Once upon a time there was a girl
In her early years she had to learn
How to grow up living in a war that she called home
Never know just where to turn for shelter from the storm
Hurt me to see the pain across my mother's face
Everytime my father's fist would put her in her place
Hearing all the yelling I would cry up in my room
Hoping it would be over soon

Bruises fade father, but the pain remains the same
And I still remember how you kept me so afraid
Strength is my mother for all the love she gave
Every morning that I wake I look back to yesterday
And I'm OK

I often wonder why I carry all this guilt
When it's you that helped me put up all these walls I've built
Shadows stir at night through a crack in the door
The echo of a broken child screaming "please no more"
Daddy, don't you understand the damage you have done
To you it's just a memory, but for me it still lives on

Bruises fade father, but the pain remains the same
And I still remember how you kept me so, so afraid
Strength is my mother for all the love she gave
Every morning that I wake I look back to yesterday

It's not so easy to forget
All the lines you left along her neck
When I was thrown against cold stairs
And every day I'm afraid to come home
In fear of what I might see there

Bruises fade father but the pain remains the same
And I still remember how you kept me so afraid
Strength is my mother for all the love she gave
Every morning that I wake I look back to yesterday
And I'm OK
I'm OK

I went over to the computer and hooked up my keyboard to it, I wanted to work on a melody for the song I had just written.

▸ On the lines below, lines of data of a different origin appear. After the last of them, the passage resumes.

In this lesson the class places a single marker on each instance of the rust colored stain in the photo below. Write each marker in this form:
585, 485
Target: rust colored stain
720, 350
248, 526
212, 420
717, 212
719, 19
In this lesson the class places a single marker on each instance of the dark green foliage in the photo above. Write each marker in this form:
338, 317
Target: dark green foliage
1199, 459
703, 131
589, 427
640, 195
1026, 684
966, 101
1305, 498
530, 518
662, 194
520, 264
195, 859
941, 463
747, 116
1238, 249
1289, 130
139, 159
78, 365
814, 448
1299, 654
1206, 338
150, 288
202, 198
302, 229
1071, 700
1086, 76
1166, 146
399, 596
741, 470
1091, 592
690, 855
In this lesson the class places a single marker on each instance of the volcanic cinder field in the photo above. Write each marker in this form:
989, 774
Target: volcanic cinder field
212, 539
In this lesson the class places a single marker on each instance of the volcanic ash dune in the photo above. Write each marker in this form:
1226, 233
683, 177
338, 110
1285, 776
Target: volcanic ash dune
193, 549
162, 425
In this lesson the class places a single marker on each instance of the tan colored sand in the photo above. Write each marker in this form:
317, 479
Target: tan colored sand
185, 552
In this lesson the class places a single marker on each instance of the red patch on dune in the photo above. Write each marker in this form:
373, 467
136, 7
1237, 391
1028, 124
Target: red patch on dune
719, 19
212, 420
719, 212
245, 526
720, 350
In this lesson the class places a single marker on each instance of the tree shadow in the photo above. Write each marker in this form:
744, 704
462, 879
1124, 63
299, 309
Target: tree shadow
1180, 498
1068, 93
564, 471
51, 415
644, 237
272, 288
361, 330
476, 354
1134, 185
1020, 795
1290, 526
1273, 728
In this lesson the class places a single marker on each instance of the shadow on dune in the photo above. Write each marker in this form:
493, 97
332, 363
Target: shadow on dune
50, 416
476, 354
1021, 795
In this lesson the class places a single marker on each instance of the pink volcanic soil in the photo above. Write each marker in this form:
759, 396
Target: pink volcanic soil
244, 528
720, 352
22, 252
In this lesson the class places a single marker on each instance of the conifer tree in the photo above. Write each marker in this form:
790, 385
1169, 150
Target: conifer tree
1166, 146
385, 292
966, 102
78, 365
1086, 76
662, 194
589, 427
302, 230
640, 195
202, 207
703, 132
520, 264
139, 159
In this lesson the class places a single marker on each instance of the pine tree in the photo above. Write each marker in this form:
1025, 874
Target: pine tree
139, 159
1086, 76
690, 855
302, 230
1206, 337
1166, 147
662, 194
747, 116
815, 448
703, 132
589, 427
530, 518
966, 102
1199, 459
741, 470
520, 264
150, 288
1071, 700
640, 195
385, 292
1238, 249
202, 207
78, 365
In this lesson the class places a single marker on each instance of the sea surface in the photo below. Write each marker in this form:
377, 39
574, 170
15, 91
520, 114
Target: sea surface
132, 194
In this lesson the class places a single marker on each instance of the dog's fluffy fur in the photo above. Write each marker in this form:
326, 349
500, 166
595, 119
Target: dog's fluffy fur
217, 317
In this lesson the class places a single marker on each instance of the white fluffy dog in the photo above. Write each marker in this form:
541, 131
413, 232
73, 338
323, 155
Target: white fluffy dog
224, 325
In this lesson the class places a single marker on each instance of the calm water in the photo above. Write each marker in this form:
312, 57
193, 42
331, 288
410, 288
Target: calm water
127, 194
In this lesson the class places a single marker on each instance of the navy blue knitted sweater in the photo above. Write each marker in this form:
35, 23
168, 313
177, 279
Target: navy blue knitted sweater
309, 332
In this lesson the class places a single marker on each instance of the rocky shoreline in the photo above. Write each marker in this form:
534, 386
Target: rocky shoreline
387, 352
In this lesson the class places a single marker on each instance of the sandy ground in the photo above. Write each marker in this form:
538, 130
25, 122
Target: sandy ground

I started fumbling around with the keys and suddenly I had a melody. Afterwards I un hooked my keybord from my computer, and then I signed online and was welcomed by a message that said,

Than83: Hey JT
JTC84: hey Taylor
Than83: How did it go with your dad
JTC84: fine…better than I expected

Lie

Than83: See you worried over nothing.
JTC84: yea I guess

Only I got thee worst ass kicking in my entire life.

Than83: you guess what do you mean you guys you can tell me did your dad hit you or something?
JTC84: uh I gotta go

I said and then I signed off and went to my door and unlocked it and then turned the lights off and hoped into bed it was only 9:45 but sitting hurt so I thought that I would try laying down for a bit. Needless to say a little bit turned into 14 hours.